4.2. Ai fini dell’individuazione di tale termine può essere applicato analogicamente, come hanno già affermato alcune sentenze di primo grado – seguendo le indicazioni fornite da autorevole dottrina – l’art. 50 c.p.c., anche perché, con l’affermazione del principio della translatio anche tra diverse giurisdizioni (e non sono tra diversi giudici appartenenti allo stresso plesso giurisdizionale), il difetto di giurisdizione diventa per molti aspetti analogo al difetto di competenza del giudice adito.

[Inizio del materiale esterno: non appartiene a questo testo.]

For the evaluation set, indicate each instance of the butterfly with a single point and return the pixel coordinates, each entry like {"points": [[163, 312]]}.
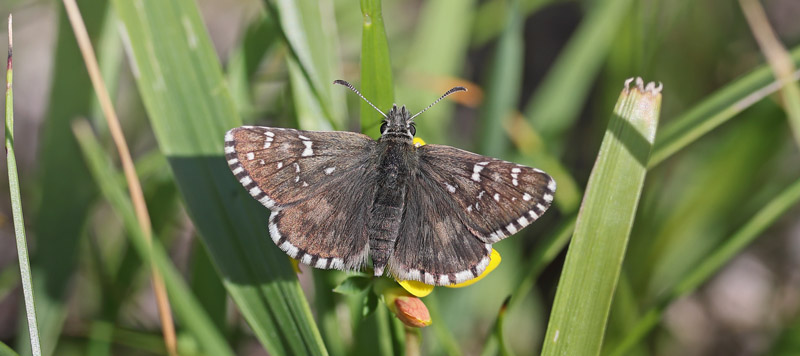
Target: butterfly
{"points": [[429, 213]]}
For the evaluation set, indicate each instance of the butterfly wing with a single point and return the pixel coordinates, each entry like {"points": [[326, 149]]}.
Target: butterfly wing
{"points": [[435, 246], [498, 198], [310, 181]]}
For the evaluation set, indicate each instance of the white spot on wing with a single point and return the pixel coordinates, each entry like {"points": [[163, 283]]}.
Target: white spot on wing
{"points": [[307, 151], [429, 279], [266, 201], [511, 228], [444, 279], [526, 197], [306, 259], [463, 276], [290, 249], [246, 181], [337, 263], [476, 170]]}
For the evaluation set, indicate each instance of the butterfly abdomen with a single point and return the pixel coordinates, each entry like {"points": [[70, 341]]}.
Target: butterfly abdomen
{"points": [[387, 209]]}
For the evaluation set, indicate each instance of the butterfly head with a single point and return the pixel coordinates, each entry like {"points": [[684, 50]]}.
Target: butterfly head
{"points": [[398, 122]]}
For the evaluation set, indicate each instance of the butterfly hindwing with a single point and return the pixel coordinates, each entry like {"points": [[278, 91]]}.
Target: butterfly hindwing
{"points": [[434, 246], [497, 198], [310, 180]]}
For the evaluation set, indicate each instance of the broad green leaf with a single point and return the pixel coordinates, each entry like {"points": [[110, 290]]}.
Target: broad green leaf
{"points": [[190, 108], [354, 285], [594, 259]]}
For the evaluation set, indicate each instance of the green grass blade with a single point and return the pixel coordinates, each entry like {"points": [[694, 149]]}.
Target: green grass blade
{"points": [[377, 84], [553, 109], [504, 84], [310, 33], [717, 109], [778, 59], [181, 84], [765, 217], [66, 187], [16, 206], [185, 306], [441, 40], [580, 311], [259, 38]]}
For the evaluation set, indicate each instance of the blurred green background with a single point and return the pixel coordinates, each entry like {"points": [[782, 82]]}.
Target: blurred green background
{"points": [[543, 79]]}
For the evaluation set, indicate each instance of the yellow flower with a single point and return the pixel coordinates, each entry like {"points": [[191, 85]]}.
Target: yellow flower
{"points": [[420, 289], [409, 309]]}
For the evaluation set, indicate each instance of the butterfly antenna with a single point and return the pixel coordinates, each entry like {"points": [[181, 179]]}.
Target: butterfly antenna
{"points": [[451, 91], [342, 82]]}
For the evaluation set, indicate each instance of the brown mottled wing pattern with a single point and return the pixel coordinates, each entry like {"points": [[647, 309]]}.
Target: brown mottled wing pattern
{"points": [[497, 198], [310, 180], [434, 246]]}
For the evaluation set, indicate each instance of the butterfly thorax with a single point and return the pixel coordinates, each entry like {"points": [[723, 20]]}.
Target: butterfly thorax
{"points": [[397, 162]]}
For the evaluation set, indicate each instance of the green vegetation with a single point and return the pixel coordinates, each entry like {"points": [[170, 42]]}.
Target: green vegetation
{"points": [[666, 203]]}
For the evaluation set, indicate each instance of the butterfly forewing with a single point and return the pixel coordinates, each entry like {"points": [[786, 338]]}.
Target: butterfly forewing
{"points": [[497, 198], [282, 166], [312, 183]]}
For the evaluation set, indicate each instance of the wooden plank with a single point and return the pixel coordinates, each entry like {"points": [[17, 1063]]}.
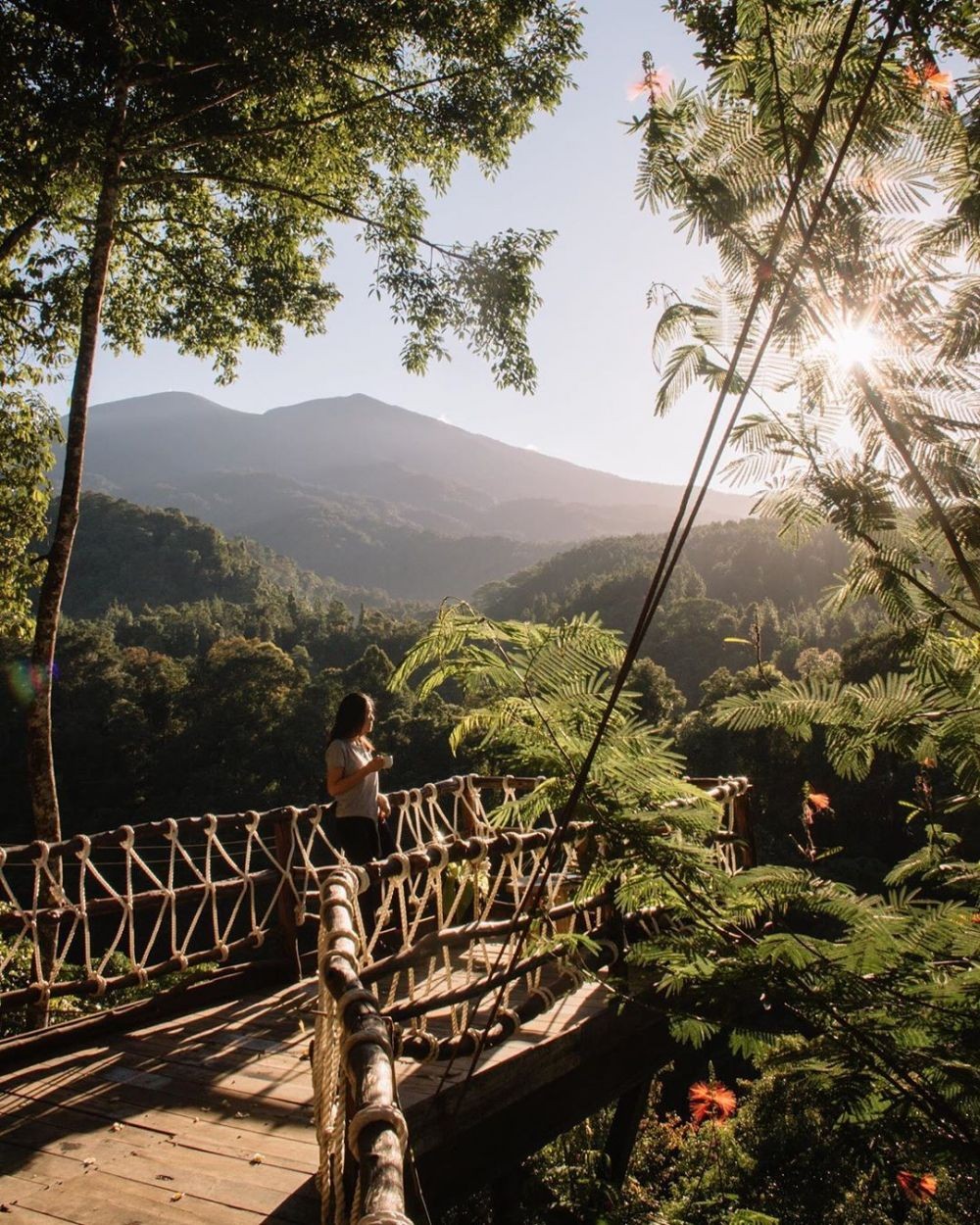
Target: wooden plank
{"points": [[221, 1181], [125, 1102], [101, 1199], [464, 1136], [63, 1130]]}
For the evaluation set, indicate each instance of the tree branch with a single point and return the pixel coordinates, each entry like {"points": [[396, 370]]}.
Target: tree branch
{"points": [[303, 197]]}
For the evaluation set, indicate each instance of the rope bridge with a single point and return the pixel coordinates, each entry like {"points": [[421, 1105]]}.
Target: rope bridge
{"points": [[469, 941], [447, 970], [98, 914]]}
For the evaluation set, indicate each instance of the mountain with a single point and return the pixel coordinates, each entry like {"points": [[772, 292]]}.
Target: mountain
{"points": [[366, 493]]}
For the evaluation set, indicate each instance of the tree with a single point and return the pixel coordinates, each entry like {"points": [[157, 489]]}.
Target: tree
{"points": [[172, 171], [27, 430]]}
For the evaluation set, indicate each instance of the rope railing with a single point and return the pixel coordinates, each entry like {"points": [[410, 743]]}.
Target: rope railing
{"points": [[439, 931], [96, 915]]}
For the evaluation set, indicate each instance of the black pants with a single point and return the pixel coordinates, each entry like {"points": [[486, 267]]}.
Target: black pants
{"points": [[362, 841]]}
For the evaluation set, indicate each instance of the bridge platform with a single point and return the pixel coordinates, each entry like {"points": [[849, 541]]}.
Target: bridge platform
{"points": [[209, 1117]]}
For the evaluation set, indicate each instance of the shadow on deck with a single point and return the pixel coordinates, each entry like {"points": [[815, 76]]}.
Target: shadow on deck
{"points": [[209, 1117]]}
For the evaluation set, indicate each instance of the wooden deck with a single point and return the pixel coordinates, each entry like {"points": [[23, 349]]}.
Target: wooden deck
{"points": [[209, 1117]]}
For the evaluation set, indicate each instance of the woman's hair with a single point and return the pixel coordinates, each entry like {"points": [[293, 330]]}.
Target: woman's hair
{"points": [[352, 714]]}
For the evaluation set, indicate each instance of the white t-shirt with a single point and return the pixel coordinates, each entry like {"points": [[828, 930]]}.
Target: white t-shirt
{"points": [[362, 799]]}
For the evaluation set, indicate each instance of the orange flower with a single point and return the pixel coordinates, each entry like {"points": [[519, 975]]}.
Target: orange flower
{"points": [[710, 1102], [655, 83], [931, 81], [916, 1187]]}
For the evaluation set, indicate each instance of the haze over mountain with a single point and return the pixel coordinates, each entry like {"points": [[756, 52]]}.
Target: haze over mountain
{"points": [[366, 493]]}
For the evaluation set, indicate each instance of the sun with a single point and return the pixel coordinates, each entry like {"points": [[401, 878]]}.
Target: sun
{"points": [[853, 344]]}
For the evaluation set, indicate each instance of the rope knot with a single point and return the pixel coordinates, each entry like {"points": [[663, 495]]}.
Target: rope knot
{"points": [[441, 853], [405, 866], [380, 1113]]}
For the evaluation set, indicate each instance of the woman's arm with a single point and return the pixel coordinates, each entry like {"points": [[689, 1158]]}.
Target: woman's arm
{"points": [[337, 784]]}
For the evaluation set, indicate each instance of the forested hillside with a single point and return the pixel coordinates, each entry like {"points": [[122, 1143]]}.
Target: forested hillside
{"points": [[216, 665], [736, 581], [133, 557]]}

L’art. 50 c.p.c. prevede che sia lo stesso giudice che si dichiara incompetente a fissare il termine per la riassunzione davanti al giudice ritenuto competente; in mancanza di tale indicazione, il termine per la riassunzione è di sei mesi dalla comunicazione della sentenza.

Il Collegio, applicando tale norma, fissa il termine per la riassunzione davanti al giudice ordinario – termine fino alla scadenza del quale saranno salvi gli effetti sostanziali e processuali della domanda – in sei mesi decorrenti dalla comunicazione o, se anteriore, dalla notificazione della presente decisione.

5. Alla luce delle considerazioni che precedono, la sentenza di primo grado deve essere annullata per difetto di giurisdizione, con rinvio davanti al giudice ordinario perché dia luogo al giudizio di merito.

Sono dichiarati salvi gli effetti sostanziali e processuali della domanda e si fissa il termine di sei mesi dalla comunicazione o, se anteriore, dalla notificazione della presente decisione, per la riassunzione davanti al giudice ordinario.

6. Le spese del giudizio possono essere compensate, sussistendo per ciò giusti motivi, tenuto conto delle oscillazioni della giurisprudenza sulla questione.

P.Q.M.

Il Consiglio di Stato in sede giurisdizionale, Sezione VI, annulla per difetto di giurisdizione la sentenza di primo grado. Rimette le parti davanti al giudice ordinario perché dia vita al giudizio di merito, fissando per la riassunzione il termine di mesi sei dalla comunicazione o, se anteriore, dalla notificazione della presente decisione.

Spese del giudizio compensate.

Ordina che la presente decisione sia eseguita dall’Autorità amministrativa.